Brève Chronique Catastrophe de Fukushima Fukushima Nucléaire

Voix silencieuses

Monique Douillet

Chiho Sato vit en France depuis 2010. Elle est née à Fukushima. Ses parents et grands-parents, ainsi que l’ensemble des membres de sa famille vit encore à 60 km de la centrale de Fukushima DaiiChi dans ce que l’on appelle « la zone d’évacuation volontaire ». Plus de cinq ans après la catastrophe, la radioactivité, invisible mais omniprésente, a peu à peu disparu des esprits des habitants.

Silence : Votre film se présente comme un document ethnographique sur le quotidien d’une famille au sein de laquelle les liens sont à la fois très affectueux et empreints d’un grand respect de l’un pour l’autre. Vos grands-parents de 90 ans cultivent encore leurs terres comme avant, juste gênés par ces contrôles d’État sur les légumes qu’ils produisent, « inutiles puisque tout va bien ! »

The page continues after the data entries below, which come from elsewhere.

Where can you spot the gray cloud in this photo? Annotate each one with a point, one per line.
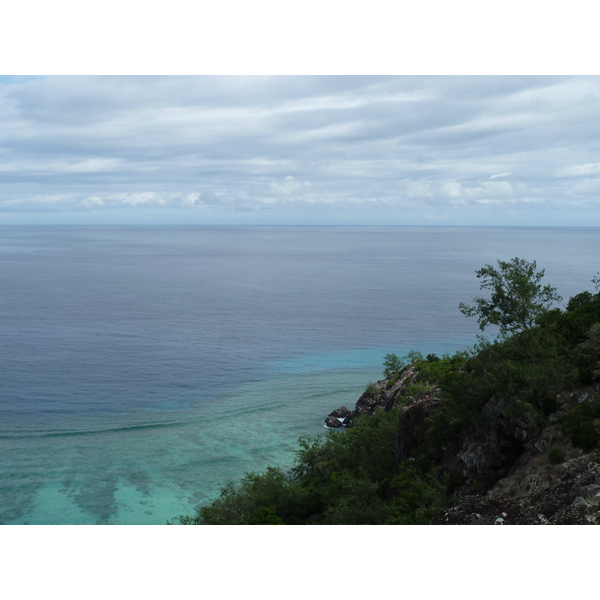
(387, 149)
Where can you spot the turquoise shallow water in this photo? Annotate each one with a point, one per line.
(148, 474)
(143, 368)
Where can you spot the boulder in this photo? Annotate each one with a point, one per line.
(340, 412)
(333, 422)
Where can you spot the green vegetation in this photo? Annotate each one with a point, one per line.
(517, 296)
(352, 476)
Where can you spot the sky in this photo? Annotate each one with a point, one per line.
(348, 150)
(435, 114)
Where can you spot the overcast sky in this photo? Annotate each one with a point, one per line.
(401, 150)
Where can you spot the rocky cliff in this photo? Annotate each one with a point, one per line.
(512, 470)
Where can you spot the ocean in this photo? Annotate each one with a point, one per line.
(142, 368)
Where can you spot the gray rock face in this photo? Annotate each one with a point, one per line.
(412, 426)
(565, 494)
(383, 395)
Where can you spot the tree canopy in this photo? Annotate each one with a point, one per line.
(517, 298)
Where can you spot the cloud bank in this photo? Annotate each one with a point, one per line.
(374, 150)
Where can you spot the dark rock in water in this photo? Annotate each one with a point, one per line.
(349, 418)
(340, 412)
(333, 422)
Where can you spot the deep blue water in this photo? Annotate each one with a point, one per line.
(144, 367)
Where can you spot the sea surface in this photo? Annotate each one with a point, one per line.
(142, 368)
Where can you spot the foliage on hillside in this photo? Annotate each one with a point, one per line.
(350, 477)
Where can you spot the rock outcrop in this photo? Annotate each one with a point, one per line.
(512, 458)
(383, 395)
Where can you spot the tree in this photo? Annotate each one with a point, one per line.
(517, 299)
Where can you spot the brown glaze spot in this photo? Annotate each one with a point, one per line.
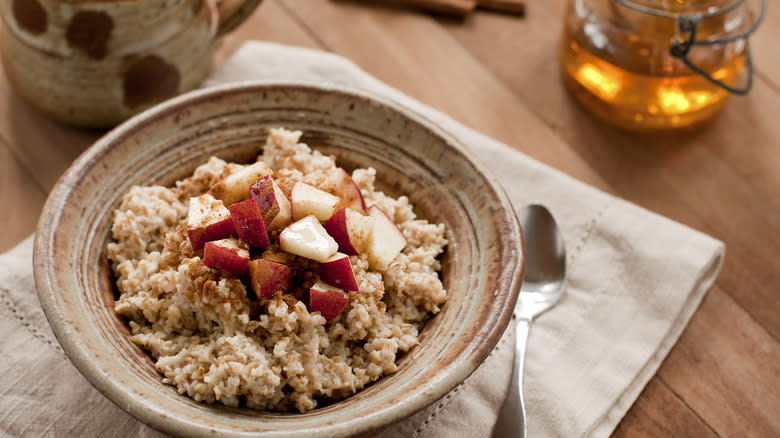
(149, 80)
(89, 31)
(30, 16)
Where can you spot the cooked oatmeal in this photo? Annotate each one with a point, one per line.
(215, 339)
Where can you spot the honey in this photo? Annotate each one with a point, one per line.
(617, 63)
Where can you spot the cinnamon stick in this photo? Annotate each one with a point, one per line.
(516, 7)
(459, 8)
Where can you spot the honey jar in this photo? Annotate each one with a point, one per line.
(654, 65)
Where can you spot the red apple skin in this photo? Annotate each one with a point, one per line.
(348, 191)
(248, 222)
(351, 236)
(328, 302)
(222, 254)
(214, 231)
(387, 240)
(207, 219)
(267, 277)
(337, 271)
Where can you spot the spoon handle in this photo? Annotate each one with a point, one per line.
(512, 418)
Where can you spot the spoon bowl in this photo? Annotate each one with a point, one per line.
(543, 285)
(545, 269)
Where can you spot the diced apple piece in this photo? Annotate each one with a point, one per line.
(346, 189)
(327, 300)
(308, 238)
(307, 200)
(226, 254)
(267, 277)
(386, 240)
(272, 202)
(208, 219)
(337, 271)
(248, 221)
(235, 187)
(350, 229)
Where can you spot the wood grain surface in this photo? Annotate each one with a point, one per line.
(500, 75)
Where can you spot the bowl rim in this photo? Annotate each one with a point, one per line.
(71, 342)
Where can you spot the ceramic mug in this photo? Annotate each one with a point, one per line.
(94, 63)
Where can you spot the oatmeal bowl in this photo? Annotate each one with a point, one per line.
(288, 259)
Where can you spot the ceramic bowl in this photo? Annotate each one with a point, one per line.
(482, 266)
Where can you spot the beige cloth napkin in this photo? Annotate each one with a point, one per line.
(635, 278)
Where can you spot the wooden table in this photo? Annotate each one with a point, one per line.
(499, 74)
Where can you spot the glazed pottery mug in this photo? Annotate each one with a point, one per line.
(95, 63)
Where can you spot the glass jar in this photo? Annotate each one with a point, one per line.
(657, 64)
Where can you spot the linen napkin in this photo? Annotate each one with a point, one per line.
(634, 280)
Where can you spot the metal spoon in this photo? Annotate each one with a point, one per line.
(543, 285)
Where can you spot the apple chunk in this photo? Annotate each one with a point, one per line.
(226, 254)
(208, 219)
(235, 187)
(327, 300)
(349, 193)
(272, 202)
(248, 221)
(337, 271)
(350, 229)
(307, 200)
(267, 277)
(386, 240)
(308, 238)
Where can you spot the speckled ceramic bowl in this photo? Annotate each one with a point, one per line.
(482, 265)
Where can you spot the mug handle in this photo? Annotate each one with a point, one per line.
(231, 14)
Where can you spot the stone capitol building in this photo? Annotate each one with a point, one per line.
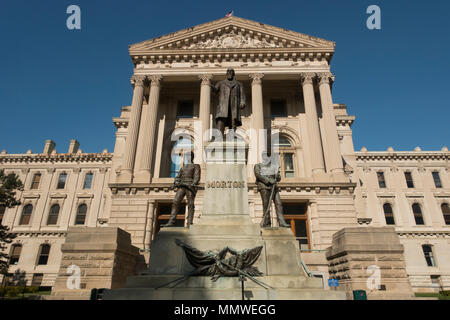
(349, 210)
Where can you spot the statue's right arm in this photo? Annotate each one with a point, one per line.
(259, 176)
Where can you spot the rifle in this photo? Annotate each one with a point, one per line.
(267, 212)
(192, 187)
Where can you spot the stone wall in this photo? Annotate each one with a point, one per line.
(358, 255)
(103, 257)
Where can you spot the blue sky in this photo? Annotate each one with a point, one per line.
(60, 84)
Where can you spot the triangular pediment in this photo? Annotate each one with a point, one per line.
(231, 33)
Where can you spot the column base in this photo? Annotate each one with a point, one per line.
(143, 177)
(126, 176)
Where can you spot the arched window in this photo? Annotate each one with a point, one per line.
(446, 212)
(36, 180)
(180, 152)
(14, 257)
(2, 212)
(286, 151)
(81, 214)
(428, 253)
(88, 180)
(44, 252)
(417, 211)
(388, 214)
(62, 181)
(26, 214)
(53, 215)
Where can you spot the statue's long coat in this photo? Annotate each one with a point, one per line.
(230, 92)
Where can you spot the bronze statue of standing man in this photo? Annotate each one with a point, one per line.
(267, 175)
(231, 102)
(187, 182)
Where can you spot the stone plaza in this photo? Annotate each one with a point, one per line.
(352, 213)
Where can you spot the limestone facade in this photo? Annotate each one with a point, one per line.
(326, 185)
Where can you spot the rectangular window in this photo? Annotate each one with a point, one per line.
(381, 180)
(62, 181)
(36, 180)
(428, 253)
(185, 109)
(289, 165)
(2, 213)
(43, 256)
(437, 179)
(164, 210)
(278, 108)
(296, 215)
(37, 279)
(88, 180)
(409, 180)
(15, 254)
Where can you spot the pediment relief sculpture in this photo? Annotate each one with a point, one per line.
(232, 40)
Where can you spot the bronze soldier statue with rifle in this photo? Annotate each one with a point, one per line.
(187, 183)
(267, 175)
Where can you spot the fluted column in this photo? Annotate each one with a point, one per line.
(333, 158)
(133, 129)
(149, 229)
(205, 103)
(144, 175)
(257, 115)
(312, 121)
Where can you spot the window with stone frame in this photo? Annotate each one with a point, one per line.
(296, 214)
(35, 181)
(53, 215)
(25, 218)
(185, 109)
(388, 214)
(37, 279)
(418, 215)
(61, 181)
(163, 214)
(44, 252)
(381, 179)
(80, 218)
(14, 256)
(409, 179)
(181, 150)
(88, 180)
(2, 213)
(428, 254)
(278, 108)
(286, 155)
(437, 179)
(446, 212)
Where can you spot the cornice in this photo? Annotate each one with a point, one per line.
(402, 155)
(55, 158)
(312, 187)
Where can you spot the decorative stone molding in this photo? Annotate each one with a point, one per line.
(138, 80)
(205, 78)
(256, 78)
(155, 80)
(364, 221)
(325, 77)
(307, 77)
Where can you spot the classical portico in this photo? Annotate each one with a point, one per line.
(263, 57)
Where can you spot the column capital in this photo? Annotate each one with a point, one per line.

C.T. J’ai voulu montrer aux Français le quotidien d’une famille de Fukushima, loin des images dramatiques et anxiogènes montrées fréquemment en Europe. En premier lieu on constate qu’à Fukushima-city la plupart des gens n’ont pas peur de vivre, de respirer, ou de manger dans un environnement pourtant contaminé. Il est très difficile de se protéger contre quelque chose qu’on ne voit pas, qu’on ne sent pas et qui ne nous fait pas souffrir dans l’instant.

Dans le documentaire, vous êtes l’enquêtrice qui pose les questions et en même temps la petite-fille, la fille, la sœur, la nièce et vous vous comportez en toute intimité avec chacun. J’ai été très touchée par cette double position que vous assumez avec un parfait naturel.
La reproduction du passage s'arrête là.